Pembrolizumab, a PD-1 immune checkpoint inhibitor, has become a standard first-line treatment for metastatic non-small cell lung cancer (mNSCLC), administered either as monotherapy or combined with platinum-based chemotherapy. Although current guidelines endorse a fixed dose of 200 mg every three weeks, initial clinical studies supported a weight-based dosing strategy (2 mg/Kg).
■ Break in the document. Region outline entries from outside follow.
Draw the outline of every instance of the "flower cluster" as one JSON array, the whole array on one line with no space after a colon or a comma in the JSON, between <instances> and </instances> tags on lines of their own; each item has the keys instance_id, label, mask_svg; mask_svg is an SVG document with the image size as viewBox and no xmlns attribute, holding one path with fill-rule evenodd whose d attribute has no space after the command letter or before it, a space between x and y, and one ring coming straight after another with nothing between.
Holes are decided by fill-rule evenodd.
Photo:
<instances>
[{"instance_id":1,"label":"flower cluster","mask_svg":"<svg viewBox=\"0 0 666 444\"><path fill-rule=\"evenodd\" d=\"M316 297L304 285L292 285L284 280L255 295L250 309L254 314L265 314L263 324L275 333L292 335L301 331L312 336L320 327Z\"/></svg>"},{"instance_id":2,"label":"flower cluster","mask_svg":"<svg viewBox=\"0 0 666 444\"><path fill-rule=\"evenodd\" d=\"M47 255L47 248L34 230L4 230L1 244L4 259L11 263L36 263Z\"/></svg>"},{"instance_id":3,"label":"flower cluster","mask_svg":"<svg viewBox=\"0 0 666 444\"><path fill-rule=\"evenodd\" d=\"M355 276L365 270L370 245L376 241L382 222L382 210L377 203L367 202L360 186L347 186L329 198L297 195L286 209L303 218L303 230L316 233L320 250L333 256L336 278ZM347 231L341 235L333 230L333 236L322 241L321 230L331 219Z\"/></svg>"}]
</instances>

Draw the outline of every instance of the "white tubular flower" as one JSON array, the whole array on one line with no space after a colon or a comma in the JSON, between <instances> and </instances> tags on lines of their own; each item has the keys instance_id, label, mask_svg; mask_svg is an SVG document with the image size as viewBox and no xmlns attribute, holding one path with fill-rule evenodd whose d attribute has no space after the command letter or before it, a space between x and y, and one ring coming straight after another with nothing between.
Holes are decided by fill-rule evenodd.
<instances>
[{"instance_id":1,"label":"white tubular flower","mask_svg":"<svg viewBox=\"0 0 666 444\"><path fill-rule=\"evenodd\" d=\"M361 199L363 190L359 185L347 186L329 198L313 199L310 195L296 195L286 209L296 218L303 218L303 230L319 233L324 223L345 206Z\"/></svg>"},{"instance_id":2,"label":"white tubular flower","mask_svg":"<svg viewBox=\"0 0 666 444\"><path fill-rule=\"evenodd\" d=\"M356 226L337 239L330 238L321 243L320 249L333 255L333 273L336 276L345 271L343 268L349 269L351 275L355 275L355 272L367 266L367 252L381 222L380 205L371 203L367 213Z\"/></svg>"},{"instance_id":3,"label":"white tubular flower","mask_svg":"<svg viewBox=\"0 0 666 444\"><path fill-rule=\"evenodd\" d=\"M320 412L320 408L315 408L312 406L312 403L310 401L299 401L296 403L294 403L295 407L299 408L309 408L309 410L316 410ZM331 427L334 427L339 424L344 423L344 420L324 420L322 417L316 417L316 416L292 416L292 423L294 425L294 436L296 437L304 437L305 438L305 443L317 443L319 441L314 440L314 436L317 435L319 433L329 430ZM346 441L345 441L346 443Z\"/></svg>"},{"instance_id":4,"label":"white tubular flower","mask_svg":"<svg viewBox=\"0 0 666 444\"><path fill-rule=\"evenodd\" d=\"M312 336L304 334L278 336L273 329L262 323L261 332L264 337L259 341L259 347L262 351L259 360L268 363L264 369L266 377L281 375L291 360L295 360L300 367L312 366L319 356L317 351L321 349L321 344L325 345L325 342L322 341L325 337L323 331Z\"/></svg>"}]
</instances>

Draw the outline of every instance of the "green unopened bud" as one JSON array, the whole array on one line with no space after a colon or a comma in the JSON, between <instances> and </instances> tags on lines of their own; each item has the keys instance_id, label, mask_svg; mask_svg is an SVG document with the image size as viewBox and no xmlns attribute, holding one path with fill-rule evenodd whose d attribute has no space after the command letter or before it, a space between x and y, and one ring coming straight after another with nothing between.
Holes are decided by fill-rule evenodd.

The comparative effectiveness of these dosing strategies in real-world settings remains unclear.

Methods

A multicenter, retrospective cohort study was conducted across three universitary hospitals to compare the effectiveness of two pembrolizumab dosing regimens as first line treatment in patients with mNSCLC. Patients were divided into two groups: the standard-dose group (STD, ≤ 2 mg/Kg) and high-dose group (HD, > 2 mg/Kg), both administered every 3 weeks. Primary endpoints were progression-free survival (PFS) and overall survival (OS). Kaplan–Meier and Cox regression analyses were used to compare outcomes between dosing groups.

Results

Among 198 patients analyzed, baseline characteristics were similar between groups, except for a higher proportion of ECOG 0 in the HD group. Median PFS was 14.9 months in the STD group versus 8.3 months in the HD group, without statistical significance (HR 1.27, 95% CI 0.87–1.86, p = 0.215). Similarly, median OS was numerically longer in the STD group (27.7 months) compared to the HD group (17.3 months) (HR 1.39, 95% CI 0.97–2.03, p = 0.072). Rates of treatment discontinuation due to adverse events were similar between groups.

Conclusions

In this real-world cohort of mNSCLC patients, pembrolizumab administered at 2 mg/Kg every three weeks appears to provide similar progression free survival and overall survival outcomes compared to higher doses. These findings support the clinical effectiveness of lower pembrolizumab doses, aligning with prior pharmacokinetic and clinical studies indicating a lack of dose–response relationship for PD-1 inhibitors in mNSCLS, potentially optimizing treatment cost without compromising survival outcomes.